A quotable Domingos paper
I’ve been (re-)reading Pedro Domingos’ paper, A Few Useful Things to Know About Machine Learning, and wanted to share some quotes that I like.
- (…) much of the “folk knowledge” that is needed to successfully develop machine learning applications is not readily available in [textbooks].
- Most textbooks are organized by representation [rather than the type of evaluation or optimization] and it’s easy to overlook the fact that the other components are equally important.
- (…) if you hire someone to build a classifier, be sure to keep some of the data to yourself and test the classifier they give you on it.
- Farmers combine seeds with nutrients to grow crops. Learners combine knowledge with data to grow programs.
- What if the knowledge and data we have are not sufficient to completely determine the correct classifier? Then we run the risk of just hallucinating a classifier (…)
- (…) strong false assumptions can be better than weak true ones, because a learner with the latter needs more data to avoid overfitting.
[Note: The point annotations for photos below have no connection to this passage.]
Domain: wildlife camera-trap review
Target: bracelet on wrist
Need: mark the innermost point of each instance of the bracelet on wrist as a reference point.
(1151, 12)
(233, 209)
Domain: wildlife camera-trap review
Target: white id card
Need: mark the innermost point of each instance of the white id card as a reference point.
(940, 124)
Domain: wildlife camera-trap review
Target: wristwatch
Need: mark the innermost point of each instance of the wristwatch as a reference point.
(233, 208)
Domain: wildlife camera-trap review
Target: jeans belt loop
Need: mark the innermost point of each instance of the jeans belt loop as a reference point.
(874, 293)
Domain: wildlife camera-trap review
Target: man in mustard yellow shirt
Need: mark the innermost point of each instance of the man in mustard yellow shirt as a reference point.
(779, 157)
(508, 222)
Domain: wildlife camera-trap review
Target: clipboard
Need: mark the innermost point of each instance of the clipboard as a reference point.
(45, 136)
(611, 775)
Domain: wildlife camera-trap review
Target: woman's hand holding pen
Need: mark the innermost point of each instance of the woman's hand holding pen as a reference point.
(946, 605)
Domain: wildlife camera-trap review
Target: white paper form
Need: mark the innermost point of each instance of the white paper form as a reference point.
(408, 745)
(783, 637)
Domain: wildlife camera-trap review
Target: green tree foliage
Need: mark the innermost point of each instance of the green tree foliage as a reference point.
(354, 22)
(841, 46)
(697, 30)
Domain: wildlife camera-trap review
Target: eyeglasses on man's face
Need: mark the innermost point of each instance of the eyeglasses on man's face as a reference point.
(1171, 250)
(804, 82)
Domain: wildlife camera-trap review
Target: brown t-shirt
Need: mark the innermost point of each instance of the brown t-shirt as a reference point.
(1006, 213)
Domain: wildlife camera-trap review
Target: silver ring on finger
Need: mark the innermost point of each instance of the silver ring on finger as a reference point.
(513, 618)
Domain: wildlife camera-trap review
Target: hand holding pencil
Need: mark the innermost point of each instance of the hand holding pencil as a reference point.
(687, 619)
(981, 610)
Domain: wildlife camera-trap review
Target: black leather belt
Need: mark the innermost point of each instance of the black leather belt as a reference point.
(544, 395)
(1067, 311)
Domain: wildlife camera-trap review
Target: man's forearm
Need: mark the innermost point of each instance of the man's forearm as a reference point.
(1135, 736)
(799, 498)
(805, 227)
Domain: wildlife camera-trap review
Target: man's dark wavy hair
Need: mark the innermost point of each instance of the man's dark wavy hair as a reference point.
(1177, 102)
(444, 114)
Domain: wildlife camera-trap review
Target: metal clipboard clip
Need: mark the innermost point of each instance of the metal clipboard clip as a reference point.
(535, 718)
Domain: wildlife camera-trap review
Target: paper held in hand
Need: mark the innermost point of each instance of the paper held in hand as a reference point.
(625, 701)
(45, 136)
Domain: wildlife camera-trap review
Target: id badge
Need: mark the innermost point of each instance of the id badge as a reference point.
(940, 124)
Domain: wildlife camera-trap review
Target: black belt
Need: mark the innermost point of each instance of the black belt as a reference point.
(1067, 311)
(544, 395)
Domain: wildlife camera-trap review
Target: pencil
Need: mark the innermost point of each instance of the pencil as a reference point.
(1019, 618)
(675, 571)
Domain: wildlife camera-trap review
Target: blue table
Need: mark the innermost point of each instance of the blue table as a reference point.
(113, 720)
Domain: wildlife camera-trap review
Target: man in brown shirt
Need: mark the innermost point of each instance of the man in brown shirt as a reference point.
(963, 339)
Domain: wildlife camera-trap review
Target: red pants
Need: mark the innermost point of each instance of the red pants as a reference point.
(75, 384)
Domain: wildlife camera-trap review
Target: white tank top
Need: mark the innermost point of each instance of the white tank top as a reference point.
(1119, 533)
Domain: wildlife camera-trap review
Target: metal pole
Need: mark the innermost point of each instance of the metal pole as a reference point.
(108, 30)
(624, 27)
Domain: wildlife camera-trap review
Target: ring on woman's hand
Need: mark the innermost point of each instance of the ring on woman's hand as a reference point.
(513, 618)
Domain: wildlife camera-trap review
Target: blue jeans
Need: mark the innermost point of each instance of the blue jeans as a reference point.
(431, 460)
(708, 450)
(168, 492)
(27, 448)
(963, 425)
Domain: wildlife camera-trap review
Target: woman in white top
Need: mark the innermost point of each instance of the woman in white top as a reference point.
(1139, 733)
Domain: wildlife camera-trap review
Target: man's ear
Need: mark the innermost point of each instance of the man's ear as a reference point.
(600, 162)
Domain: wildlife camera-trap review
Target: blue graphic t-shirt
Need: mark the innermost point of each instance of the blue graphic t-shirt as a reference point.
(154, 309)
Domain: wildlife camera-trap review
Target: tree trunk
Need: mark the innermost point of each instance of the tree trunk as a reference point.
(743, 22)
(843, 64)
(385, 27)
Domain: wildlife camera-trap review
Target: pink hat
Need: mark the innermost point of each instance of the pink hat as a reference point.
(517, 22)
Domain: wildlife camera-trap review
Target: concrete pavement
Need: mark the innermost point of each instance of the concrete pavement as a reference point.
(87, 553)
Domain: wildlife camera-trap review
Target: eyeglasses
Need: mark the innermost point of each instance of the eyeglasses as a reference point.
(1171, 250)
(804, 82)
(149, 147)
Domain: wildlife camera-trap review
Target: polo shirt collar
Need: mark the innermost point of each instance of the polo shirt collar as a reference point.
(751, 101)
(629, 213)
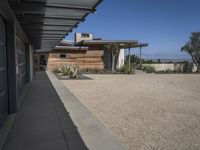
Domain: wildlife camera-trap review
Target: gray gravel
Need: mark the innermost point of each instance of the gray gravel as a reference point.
(146, 111)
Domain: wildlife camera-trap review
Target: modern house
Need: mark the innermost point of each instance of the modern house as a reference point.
(26, 27)
(87, 52)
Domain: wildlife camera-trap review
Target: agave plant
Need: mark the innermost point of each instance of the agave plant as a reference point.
(67, 70)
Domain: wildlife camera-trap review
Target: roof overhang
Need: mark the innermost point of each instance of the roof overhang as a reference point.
(122, 43)
(47, 22)
(84, 48)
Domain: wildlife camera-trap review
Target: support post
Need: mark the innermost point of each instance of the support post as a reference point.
(129, 57)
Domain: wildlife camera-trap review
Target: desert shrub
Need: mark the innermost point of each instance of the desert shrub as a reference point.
(148, 68)
(126, 70)
(67, 70)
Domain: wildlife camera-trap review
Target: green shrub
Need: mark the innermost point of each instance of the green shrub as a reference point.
(148, 68)
(67, 70)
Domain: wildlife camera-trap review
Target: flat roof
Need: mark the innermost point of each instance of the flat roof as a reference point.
(47, 22)
(71, 48)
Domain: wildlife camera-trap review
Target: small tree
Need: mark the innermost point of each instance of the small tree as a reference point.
(192, 47)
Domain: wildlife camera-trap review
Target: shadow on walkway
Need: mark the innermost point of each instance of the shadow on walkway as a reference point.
(43, 123)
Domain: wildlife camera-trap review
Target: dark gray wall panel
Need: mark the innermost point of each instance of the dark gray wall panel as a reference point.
(3, 74)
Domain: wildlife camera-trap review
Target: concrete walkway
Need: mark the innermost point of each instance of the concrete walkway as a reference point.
(51, 121)
(43, 122)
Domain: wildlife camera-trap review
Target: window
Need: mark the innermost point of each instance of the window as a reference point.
(62, 55)
(85, 35)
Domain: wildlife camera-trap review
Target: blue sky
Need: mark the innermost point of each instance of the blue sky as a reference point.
(164, 24)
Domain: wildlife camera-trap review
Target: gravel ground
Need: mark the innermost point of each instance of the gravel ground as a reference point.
(146, 111)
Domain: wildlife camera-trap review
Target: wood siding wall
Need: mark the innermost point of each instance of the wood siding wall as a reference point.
(90, 59)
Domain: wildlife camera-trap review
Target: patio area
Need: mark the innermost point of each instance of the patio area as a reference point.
(146, 111)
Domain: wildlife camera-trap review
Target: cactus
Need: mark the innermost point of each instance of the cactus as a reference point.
(67, 70)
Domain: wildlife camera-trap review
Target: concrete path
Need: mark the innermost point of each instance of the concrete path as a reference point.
(43, 122)
(94, 133)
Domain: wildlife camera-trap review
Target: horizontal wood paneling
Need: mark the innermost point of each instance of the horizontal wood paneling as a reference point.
(91, 59)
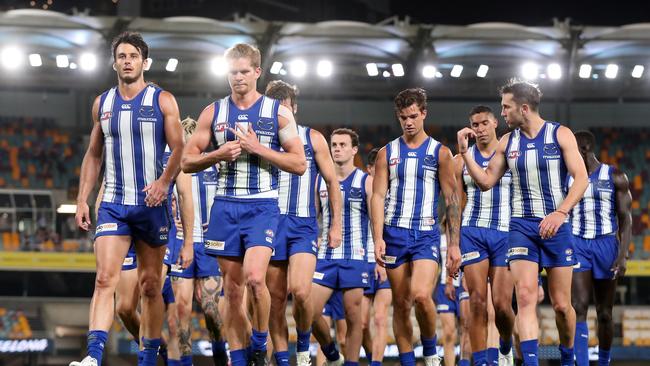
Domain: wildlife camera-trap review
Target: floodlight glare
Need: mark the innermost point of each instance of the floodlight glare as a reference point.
(276, 67)
(298, 68)
(35, 60)
(482, 71)
(429, 71)
(324, 68)
(171, 64)
(585, 71)
(372, 69)
(456, 71)
(554, 71)
(611, 71)
(398, 69)
(530, 71)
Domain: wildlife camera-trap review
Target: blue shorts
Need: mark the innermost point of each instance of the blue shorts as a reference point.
(202, 265)
(168, 293)
(295, 235)
(525, 243)
(339, 274)
(131, 260)
(596, 255)
(334, 306)
(409, 245)
(238, 224)
(478, 244)
(374, 284)
(149, 224)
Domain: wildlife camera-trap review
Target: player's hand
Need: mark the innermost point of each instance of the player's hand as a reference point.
(463, 139)
(450, 291)
(229, 151)
(82, 216)
(334, 236)
(620, 266)
(186, 255)
(247, 139)
(156, 192)
(551, 224)
(380, 273)
(453, 260)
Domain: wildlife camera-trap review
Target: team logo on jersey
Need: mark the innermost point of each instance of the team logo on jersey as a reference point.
(514, 154)
(265, 124)
(146, 111)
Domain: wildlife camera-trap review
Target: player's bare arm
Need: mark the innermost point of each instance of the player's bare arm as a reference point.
(193, 159)
(448, 185)
(326, 169)
(624, 215)
(157, 191)
(488, 178)
(184, 189)
(377, 202)
(90, 167)
(292, 160)
(576, 168)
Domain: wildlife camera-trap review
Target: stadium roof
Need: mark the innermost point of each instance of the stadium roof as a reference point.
(350, 46)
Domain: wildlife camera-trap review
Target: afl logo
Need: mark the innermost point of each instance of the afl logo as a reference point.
(265, 124)
(550, 149)
(514, 154)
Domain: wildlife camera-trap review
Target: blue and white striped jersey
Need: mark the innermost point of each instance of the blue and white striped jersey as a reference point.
(297, 191)
(489, 209)
(595, 214)
(249, 175)
(134, 142)
(355, 218)
(538, 172)
(413, 185)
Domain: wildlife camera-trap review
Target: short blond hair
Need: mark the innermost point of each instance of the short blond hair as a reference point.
(245, 50)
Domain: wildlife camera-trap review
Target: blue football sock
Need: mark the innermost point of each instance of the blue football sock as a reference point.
(302, 344)
(581, 344)
(96, 342)
(529, 352)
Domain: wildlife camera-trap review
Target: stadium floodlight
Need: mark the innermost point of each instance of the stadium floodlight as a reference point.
(554, 71)
(530, 71)
(372, 69)
(456, 71)
(324, 68)
(11, 58)
(398, 69)
(172, 63)
(585, 71)
(275, 68)
(298, 68)
(219, 66)
(35, 60)
(62, 61)
(429, 71)
(482, 71)
(88, 61)
(147, 66)
(611, 71)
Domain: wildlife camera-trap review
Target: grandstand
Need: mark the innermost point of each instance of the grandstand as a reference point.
(47, 265)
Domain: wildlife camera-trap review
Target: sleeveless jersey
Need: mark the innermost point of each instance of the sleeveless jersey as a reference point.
(538, 172)
(413, 185)
(134, 142)
(249, 174)
(355, 218)
(489, 209)
(595, 214)
(296, 193)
- Even with a moderate dimension of 100 and a huge training set of a trillion examples, the latter cover only a fraction of about 10^-18 of the input space. This is what makes machine learning both necessary and hard.
- (…) the most useful learners are those that facilitate incorporating knowledge.
Another interesting recent paper by Domingos is What’s Missing in AI: The Interface Layer.
Previously, Domingos has done a lot of interesting work on, for instance, why Naïve Bayes often works well even though its assumptions are not fulfilled, and why bagging works well. Those are just the ones I remember, I’m sure there is a lot more.